SATA Hard Drive Cradle. This 2.5 and 3.5 inch SATA hard drive cradle is a very cool idea. Instead of faffing around installing an external hard drive on your computer, just plug this puppy into your USB port and drop a drive into it as needed. Simple, fast and very cheap clean. £22.50.

 We are pleased to launch a new USB cradle that can accept 2.5″ and 3.5″ SATA hard drives. The stylish and innovative design make it really easy to hot-swap SATA disks with ease. The cradle is so easy to use. Simply connect it to the USB port of your computer, and then ‘drop’ in a SATA hard drive. You can then access the data on the hard drive quicky and easily. This is a fabulous product for users who need to access and check the contents of numerous hard drives. Far easier than installing the hard drive interenally or in a caddy, the USB SATA Cradle is easy to use, convenient and practical.

9 Comments

  • I agree Red – great idea. Thanks for bringing it to my attention. I’m rushing out to get one now.

  • Hot-swapping is a nice feature, but unless you work in tech support or repair it’s not going to revolutionise your world. Also I have qualms about dropping or yanking something as delicate as a hard drive in and out of the cradle.

  • I don’t know Chris, I have a few different sized disks around which I’d like to put to good use. This makes it pretty easy for me to do that, and as long as I put the disks in carefully I’m thinking that they’ll last just fine. The one thing I would worry about though is the dirt and dust issue, but maybe that’s also not so big a deal??

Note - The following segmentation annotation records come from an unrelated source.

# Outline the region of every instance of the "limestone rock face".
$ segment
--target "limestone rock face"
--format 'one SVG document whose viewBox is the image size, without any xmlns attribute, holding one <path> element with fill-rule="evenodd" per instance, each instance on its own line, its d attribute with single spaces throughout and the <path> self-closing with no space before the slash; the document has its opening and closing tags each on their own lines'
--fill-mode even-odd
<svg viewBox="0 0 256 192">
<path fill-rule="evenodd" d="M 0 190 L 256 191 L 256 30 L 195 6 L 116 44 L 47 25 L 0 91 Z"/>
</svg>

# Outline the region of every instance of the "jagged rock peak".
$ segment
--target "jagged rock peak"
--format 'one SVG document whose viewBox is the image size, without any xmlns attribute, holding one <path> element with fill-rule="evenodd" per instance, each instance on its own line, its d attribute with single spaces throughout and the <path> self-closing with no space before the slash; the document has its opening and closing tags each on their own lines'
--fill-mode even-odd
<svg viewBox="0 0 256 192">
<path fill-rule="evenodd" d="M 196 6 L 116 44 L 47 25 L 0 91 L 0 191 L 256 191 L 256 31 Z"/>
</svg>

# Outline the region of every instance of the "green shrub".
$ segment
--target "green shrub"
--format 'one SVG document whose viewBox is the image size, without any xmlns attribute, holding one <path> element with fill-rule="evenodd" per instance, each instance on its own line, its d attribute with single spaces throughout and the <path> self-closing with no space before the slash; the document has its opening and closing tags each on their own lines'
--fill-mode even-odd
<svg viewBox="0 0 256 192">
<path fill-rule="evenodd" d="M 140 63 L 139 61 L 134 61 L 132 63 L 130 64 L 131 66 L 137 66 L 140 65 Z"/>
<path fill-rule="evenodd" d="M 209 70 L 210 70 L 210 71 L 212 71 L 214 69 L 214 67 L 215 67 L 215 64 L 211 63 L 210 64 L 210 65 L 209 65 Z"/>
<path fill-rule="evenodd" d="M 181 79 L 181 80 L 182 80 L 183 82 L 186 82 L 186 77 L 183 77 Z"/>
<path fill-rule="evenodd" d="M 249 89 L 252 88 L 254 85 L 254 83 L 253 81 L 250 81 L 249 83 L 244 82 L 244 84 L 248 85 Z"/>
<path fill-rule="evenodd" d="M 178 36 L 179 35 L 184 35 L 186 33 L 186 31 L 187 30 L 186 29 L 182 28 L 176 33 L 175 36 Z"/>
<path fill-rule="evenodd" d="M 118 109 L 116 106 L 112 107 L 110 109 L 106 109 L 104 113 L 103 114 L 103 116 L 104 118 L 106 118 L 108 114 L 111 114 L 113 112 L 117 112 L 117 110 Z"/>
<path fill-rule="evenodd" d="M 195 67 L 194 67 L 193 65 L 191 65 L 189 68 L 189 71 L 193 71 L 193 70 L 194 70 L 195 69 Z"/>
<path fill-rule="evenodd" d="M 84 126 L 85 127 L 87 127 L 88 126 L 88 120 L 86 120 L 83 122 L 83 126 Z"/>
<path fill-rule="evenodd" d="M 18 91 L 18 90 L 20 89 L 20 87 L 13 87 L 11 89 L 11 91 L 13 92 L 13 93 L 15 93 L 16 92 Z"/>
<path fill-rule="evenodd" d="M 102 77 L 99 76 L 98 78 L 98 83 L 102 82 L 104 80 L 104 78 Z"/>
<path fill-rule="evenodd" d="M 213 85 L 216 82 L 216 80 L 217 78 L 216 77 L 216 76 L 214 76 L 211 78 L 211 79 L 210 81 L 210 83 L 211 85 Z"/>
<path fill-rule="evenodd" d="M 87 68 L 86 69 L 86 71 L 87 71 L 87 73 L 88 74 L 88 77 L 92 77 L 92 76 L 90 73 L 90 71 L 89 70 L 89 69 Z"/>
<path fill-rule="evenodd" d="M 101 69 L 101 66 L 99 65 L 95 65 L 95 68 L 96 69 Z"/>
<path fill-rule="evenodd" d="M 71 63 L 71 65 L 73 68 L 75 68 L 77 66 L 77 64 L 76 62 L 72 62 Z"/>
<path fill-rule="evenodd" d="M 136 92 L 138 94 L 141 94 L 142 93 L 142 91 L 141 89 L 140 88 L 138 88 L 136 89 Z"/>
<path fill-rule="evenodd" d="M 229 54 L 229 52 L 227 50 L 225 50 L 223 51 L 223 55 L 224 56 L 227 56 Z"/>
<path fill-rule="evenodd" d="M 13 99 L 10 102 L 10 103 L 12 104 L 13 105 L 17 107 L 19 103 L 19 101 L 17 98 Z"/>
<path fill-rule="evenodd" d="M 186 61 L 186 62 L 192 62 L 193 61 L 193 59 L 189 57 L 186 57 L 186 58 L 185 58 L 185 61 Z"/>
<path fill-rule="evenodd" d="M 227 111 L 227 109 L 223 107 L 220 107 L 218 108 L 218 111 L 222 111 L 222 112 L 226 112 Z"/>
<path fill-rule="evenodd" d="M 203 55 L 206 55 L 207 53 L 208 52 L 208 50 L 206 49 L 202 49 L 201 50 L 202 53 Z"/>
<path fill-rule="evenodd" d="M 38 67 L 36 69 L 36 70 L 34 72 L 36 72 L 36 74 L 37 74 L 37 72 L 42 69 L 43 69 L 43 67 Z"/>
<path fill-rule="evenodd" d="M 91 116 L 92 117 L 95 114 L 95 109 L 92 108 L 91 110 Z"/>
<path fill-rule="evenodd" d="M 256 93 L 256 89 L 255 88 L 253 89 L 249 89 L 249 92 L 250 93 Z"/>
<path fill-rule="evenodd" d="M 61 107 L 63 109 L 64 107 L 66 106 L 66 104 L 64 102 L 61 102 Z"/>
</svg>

  • I am not sure why the manufacturer went with a USB 2.0 interface. You really take a bandwidth hit by doing this. It would be a great device if the interface were eSATA. eSATA is 3Gbps (or 3072Mbps). USB 2.0 is about 1/10 of that bandwidth with (an effective) 320Mbps.

    The USB 2.0 bandwidth is advertised at 480Mbps. In the case of USB 2.0, protocol overhead limits the maximum effective bandwidth to about two thirds of the USB’s physical signaling rate. Therefore, the effective rate reaches 320Mbps for bulk transfer on a USB 2.0 hard drive with no one else is sharing the bus.

  • Hey guys I am getting myself a new cradle eSATA HDD.. just been posted on the net.. hot hot hot!!

  • Aaron, isn’t it a case of maximum compatibility with the most machines out there? :-)

  • Good and surprisingly inexpensive, but I think I’ll wait for the eSATA interface version (by that time I should have bought and built my new PC).

  • Has anyone come across an eSata version of this cradle yet?

  • And if so, can you provide a link?